Characterization of Nanobody Binding to Distinct Regions of the SARS-CoV-2 Spike Protein by Flow Virometry.

Nanobodies, or single-domain antibodies (V(H)Hs) from camelid heavy-chain-only antibodies, offer significant advantages in therapeutic and diagnostic applications due to their small size and ability to bind cryptic protein epitopes inaccessible to conventional antibodies. In this study, we examined nanobodies specific to regions of the SARS-CoV-2 spike glycoprotein, including the receptor-binding domain (RBD), N-terminal domain (NTD), and subunit 2 (S2). Using flow virometry, a high-throughput technique for viral quantification, we achieved the efficient detection of pseudotyped viruses expressing the spike glycoprotein.
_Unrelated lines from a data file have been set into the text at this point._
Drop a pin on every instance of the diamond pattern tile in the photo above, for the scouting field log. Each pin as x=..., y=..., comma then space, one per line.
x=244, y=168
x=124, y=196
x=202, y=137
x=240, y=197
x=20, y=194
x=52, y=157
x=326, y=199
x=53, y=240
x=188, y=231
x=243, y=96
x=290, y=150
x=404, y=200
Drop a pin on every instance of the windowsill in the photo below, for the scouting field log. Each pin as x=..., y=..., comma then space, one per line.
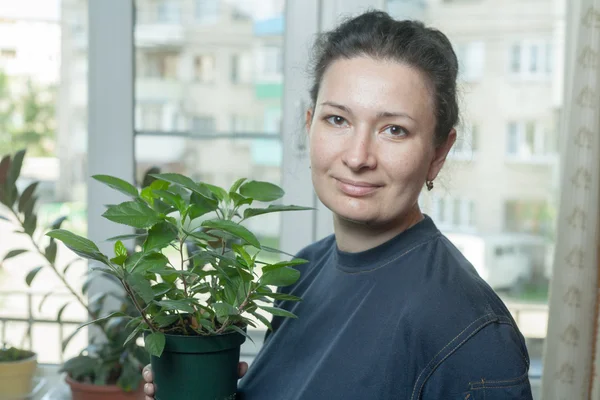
x=546, y=159
x=462, y=156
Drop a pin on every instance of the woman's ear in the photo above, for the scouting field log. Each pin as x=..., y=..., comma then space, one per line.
x=441, y=152
x=308, y=122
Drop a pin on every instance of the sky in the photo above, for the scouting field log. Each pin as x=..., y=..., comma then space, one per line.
x=34, y=9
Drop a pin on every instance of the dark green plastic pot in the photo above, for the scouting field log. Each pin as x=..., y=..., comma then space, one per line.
x=198, y=367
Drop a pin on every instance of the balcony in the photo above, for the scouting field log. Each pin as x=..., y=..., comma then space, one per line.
x=152, y=35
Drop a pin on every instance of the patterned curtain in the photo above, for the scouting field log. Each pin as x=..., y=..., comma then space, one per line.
x=572, y=348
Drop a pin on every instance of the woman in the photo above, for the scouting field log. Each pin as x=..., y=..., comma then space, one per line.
x=391, y=309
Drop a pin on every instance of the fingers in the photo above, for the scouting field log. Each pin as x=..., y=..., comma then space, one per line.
x=147, y=374
x=242, y=369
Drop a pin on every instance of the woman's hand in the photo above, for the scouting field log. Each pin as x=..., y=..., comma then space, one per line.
x=149, y=386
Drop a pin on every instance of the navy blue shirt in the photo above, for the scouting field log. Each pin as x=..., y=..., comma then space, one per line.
x=409, y=319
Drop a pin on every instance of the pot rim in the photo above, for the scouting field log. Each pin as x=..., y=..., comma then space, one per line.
x=23, y=361
x=90, y=387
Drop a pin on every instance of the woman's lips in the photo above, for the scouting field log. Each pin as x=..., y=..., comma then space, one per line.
x=356, y=188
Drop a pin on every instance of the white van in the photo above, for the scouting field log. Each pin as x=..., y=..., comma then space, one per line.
x=504, y=260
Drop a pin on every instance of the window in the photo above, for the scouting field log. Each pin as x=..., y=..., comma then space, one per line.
x=203, y=125
x=168, y=11
x=453, y=213
x=531, y=59
x=158, y=65
x=471, y=59
x=466, y=142
x=240, y=68
x=527, y=140
x=204, y=68
x=207, y=11
x=8, y=54
x=528, y=216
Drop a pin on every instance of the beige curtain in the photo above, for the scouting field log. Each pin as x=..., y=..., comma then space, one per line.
x=572, y=348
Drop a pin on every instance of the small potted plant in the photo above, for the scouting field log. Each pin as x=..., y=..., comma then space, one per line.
x=17, y=369
x=109, y=367
x=198, y=304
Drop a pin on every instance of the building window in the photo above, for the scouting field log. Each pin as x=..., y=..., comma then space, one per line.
x=453, y=213
x=528, y=216
x=471, y=59
x=207, y=11
x=531, y=59
x=527, y=140
x=8, y=54
x=204, y=68
x=158, y=65
x=203, y=125
x=240, y=68
x=168, y=11
x=466, y=143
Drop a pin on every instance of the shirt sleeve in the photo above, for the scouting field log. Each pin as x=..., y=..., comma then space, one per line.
x=493, y=364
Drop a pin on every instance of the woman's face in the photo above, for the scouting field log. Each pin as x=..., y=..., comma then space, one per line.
x=372, y=140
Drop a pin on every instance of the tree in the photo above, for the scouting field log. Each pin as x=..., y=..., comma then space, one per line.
x=27, y=120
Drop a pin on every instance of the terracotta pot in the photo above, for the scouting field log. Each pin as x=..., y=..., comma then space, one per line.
x=86, y=391
x=16, y=378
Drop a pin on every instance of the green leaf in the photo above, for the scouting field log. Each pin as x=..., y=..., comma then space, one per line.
x=290, y=263
x=234, y=229
x=14, y=170
x=14, y=253
x=60, y=312
x=4, y=166
x=140, y=263
x=155, y=343
x=278, y=311
x=141, y=286
x=132, y=213
x=183, y=181
x=117, y=184
x=219, y=193
x=234, y=188
x=282, y=296
x=79, y=366
x=120, y=249
x=160, y=236
x=30, y=224
x=261, y=191
x=51, y=251
x=31, y=275
x=252, y=212
x=280, y=277
x=262, y=319
x=56, y=224
x=177, y=305
x=164, y=320
x=172, y=199
x=224, y=309
x=80, y=245
x=27, y=195
x=126, y=237
x=135, y=333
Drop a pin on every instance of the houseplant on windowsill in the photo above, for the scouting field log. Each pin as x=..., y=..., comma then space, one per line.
x=105, y=368
x=198, y=304
x=17, y=369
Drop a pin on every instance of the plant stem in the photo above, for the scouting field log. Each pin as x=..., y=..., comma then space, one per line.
x=53, y=267
x=137, y=305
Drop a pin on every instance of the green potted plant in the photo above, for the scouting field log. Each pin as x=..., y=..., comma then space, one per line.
x=106, y=368
x=17, y=369
x=198, y=304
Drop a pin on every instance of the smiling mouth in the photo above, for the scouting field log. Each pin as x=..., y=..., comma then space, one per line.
x=356, y=188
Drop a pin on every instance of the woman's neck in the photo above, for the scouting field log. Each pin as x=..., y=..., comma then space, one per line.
x=353, y=237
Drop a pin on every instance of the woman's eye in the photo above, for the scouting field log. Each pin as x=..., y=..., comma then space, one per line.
x=395, y=130
x=336, y=120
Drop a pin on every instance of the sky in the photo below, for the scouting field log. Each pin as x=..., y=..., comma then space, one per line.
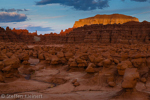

RBD-targeting nanobodies showed the most effective staining, followed by NTD-targeting ones, while S2-specific nanobodies exhibited limited resolution. The simple genetic structure of nanobodies enables the creation of multimeric formats, improving binding specificity and avidity. Bivalent V(H)H-Fc constructs (V(H)Hs fused to the Fc region of human IgG) outperformed monovalent formats in resolving viral particles from background noise. However, S2-specific monovalent V(H)Hs demonstrated improved staining efficiency, suggesting their smaller size better accesses restricted antigenic sites. Furthermore, direct staining of cell supernatants was possible without virus purification. This versatile nanobody platform, initially developed for antiviral therapy against SARS-CoV-2, can be readily adapted for flow virometry applications and other diagnostic assays.